Any tips on how you keep the plane so sharp when it is moving and shutter speed is 1/50-1/80 range? I guess it is really good panning. Do you use IS when panning? I love that sharp spiral effect behind each propeller. How do you do that...is that because of the prop vapor?

The Blue Angels "Fat Albert" C-130 was at the air show and I got this shot (wasn't in a good location so cluttered foreground/background).


----------



## picturesbyme (Oct 5, 2012)

200mm f/2.8L II - 60D - over the beach

(more here: http://atlanticpicture.com/p361947354 )


----------



## albedo13 (Oct 5, 2012)

serendipidy said:


> Jim,
> 
> Thanks for the advice. I really should start using RAW instead of JPG. I will checkout Fencecheck.
> 
> ...


I hold the shutter button down and just keep shooting a continuous series of shots. It seems like after about the first 2 or 3, you get "aligned" with the motion of the aircraft and can sometimes get some that come out sharp enough. Of course you eat up alot of card space this way, so you have to decide if it is worth getting one good one for a hundred blurry pieces of "abstract art"! I use IS mode 2 (moving target), because I figure it increases my odds of getting aligned with the moving target. Start building up your panning skills slowly, i.e. start with panning at 1/100th and get comfortable with that and then slow it down even more gradually. I like to practice on airliners coming in over my house, or with birds, and I know alot of people use cars on highways to practice. Maybe you could use surfers there in Hawaii?? It definitely is also a muscle memory thing, it seems like once you are comfortable with a range/method of movement it gets easier, but you also havge to maintain that, so I try to practice at least every couple weeks.

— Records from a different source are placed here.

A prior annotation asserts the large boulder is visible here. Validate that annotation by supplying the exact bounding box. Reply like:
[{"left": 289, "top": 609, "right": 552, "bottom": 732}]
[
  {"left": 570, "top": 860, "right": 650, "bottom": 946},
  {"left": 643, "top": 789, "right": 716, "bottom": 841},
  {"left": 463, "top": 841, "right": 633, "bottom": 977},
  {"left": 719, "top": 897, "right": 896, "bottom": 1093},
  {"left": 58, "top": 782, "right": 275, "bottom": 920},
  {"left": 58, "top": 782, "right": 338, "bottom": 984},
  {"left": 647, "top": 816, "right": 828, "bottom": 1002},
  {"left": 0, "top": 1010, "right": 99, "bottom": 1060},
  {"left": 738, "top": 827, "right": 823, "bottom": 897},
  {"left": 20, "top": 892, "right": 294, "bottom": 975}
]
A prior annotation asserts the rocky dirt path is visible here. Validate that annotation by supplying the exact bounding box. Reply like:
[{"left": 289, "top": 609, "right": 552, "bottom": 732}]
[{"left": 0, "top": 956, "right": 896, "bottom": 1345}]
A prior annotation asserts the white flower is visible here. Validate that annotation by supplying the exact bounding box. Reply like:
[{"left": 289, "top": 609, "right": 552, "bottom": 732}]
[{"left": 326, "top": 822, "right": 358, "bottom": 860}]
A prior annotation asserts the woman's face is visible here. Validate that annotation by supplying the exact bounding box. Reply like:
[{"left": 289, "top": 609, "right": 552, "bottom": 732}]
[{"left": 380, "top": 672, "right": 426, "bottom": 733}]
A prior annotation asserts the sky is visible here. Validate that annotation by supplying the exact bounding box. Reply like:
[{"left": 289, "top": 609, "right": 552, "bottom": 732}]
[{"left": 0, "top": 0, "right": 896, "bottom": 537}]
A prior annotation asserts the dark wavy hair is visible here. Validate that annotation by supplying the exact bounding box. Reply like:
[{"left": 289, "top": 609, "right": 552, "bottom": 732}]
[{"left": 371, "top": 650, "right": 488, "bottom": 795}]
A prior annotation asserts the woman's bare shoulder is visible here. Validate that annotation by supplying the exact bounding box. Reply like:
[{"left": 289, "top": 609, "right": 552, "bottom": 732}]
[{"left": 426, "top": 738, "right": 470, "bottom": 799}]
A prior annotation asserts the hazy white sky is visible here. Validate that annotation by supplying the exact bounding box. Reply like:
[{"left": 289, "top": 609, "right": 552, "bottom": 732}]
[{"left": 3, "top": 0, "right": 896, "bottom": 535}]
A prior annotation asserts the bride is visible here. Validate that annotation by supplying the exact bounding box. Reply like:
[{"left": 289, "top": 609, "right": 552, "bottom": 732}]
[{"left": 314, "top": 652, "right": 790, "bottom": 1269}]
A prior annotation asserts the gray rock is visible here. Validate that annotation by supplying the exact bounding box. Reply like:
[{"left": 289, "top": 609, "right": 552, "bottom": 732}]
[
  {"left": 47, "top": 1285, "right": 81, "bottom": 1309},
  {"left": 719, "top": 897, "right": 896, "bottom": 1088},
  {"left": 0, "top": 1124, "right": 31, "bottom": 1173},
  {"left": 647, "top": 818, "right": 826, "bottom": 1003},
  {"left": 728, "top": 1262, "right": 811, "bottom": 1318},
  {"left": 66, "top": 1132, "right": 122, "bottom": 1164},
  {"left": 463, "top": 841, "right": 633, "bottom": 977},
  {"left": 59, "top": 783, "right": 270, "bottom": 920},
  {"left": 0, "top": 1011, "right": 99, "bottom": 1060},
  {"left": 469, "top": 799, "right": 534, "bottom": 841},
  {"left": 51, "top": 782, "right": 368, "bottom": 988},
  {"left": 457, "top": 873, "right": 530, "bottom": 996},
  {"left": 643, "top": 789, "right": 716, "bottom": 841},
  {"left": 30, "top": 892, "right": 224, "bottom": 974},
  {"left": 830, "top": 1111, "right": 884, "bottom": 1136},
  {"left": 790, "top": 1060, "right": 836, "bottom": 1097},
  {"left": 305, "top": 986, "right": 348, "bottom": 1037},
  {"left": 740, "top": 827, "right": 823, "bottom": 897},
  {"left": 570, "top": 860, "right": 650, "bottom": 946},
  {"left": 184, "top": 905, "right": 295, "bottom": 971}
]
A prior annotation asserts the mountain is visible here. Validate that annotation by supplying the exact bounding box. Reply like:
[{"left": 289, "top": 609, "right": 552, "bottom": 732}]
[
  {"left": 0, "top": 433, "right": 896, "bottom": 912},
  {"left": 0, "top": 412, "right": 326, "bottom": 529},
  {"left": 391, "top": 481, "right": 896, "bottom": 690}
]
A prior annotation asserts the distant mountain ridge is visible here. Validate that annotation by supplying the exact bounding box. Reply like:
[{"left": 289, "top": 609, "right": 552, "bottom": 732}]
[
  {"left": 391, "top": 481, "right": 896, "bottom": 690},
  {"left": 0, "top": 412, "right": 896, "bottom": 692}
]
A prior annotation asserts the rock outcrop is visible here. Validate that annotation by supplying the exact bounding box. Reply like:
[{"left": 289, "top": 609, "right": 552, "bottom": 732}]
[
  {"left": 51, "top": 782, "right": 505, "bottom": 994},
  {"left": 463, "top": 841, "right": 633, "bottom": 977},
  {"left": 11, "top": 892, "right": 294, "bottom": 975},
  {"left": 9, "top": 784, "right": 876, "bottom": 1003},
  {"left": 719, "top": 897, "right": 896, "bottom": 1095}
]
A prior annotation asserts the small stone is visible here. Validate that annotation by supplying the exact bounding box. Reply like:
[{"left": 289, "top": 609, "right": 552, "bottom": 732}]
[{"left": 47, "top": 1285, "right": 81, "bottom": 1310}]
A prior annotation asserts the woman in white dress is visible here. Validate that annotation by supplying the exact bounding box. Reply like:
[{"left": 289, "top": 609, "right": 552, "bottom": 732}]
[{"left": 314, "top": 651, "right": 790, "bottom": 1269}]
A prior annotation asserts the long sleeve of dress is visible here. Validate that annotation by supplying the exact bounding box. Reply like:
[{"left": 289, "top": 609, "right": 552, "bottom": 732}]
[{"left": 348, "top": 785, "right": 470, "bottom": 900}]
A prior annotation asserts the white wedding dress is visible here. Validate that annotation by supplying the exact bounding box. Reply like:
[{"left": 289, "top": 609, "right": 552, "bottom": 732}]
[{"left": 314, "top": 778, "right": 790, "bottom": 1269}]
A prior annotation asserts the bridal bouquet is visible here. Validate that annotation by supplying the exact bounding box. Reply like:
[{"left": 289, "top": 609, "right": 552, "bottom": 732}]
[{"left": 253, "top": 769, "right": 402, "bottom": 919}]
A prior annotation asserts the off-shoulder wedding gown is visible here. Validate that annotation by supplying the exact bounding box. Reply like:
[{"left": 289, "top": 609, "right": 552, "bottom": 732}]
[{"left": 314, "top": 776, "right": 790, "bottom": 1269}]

The vapor off the props is a benefit of the slow exposure. If your exposure is slow enough and you are shooting from the side (as opposed to head or tail on) the blades will actually make several complete arcs as the aircraft moves forward, and you get a corkscrew effect. I have seen some shots where it is quite dramatic. Shooting in high humidity or fog makes this even more dramatic. Would love to see more of your pics, there are probably some unique opportunities there for aviation shots.

Jim


----------